Not all incidents are created equal. On-call escalations should only start when it’s worth getting out of bed for. The monitorable metrics, from which you can trigger alerts, might be too low-level to capture the actual severity of an incident. Instead, consider the impact different types of incidents have on your customers. Create severity tiers based on this.
To determine impact, use techniques such as user journeys (where metrics are consolidated based on typical usage patterns) and black box monitoring (where metrics are gathered only using what external customers can see). These will help you break down an incident into specific metrics you’ll monitor to trigger alerts. This also helps you cut out metrics that only make things noisier.
Once you have your metric, make sure your team is in agreement on how to classify incidents and what response each class requires. Schedule time to review these choices based on retrospectives of previous incidents. Was that Sev 0 actually a Sev 0? Does a Sev 3 need all those people alerted? Your classification system should be logical and consistent.

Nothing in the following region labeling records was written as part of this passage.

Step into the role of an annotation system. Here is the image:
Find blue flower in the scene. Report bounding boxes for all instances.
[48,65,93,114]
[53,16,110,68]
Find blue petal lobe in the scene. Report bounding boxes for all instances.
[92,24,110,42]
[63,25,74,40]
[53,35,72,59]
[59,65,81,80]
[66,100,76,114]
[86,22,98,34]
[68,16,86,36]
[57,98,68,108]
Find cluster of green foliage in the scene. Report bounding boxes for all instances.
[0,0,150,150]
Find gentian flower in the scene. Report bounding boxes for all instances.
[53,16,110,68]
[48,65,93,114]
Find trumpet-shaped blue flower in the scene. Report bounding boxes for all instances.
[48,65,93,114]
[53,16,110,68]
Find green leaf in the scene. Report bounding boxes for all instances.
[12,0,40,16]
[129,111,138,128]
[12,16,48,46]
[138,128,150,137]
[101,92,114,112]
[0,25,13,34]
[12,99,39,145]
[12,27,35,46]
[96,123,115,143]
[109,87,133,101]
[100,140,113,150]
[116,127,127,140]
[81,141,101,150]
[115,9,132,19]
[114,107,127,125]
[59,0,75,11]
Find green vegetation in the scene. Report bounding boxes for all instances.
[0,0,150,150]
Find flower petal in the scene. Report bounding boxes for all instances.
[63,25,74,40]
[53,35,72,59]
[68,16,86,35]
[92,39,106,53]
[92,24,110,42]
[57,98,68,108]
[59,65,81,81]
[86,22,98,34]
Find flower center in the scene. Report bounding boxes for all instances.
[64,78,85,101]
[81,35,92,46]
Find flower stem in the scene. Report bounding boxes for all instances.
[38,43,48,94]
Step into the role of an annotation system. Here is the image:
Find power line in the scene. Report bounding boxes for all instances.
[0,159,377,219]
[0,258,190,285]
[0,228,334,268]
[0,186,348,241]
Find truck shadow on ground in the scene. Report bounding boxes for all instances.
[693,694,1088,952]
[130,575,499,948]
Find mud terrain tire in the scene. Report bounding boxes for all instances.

Knowing the difference between a Sev 0 and a Sev 3 incident can save you from opening your laptop at 2 AM. It can also save you from underestimating a critical, customer-facing incident.
Imagine an incident that is crucial enough to rouse a team member in the wee hours of the morning. What can your team do to help them resolve the incident and get back to bed as fast as possible? The answer is a runbook.
A runbook is a set of detailed instructions for resolving each type of incident. This guidance helps ease the cognitive burden of on-call troubleshooting. It also contains specific commands to execute or places in code to check.
In this blog post, we’ll break down reliability in terms of other metrics within reliability engineering: availability and maintainability.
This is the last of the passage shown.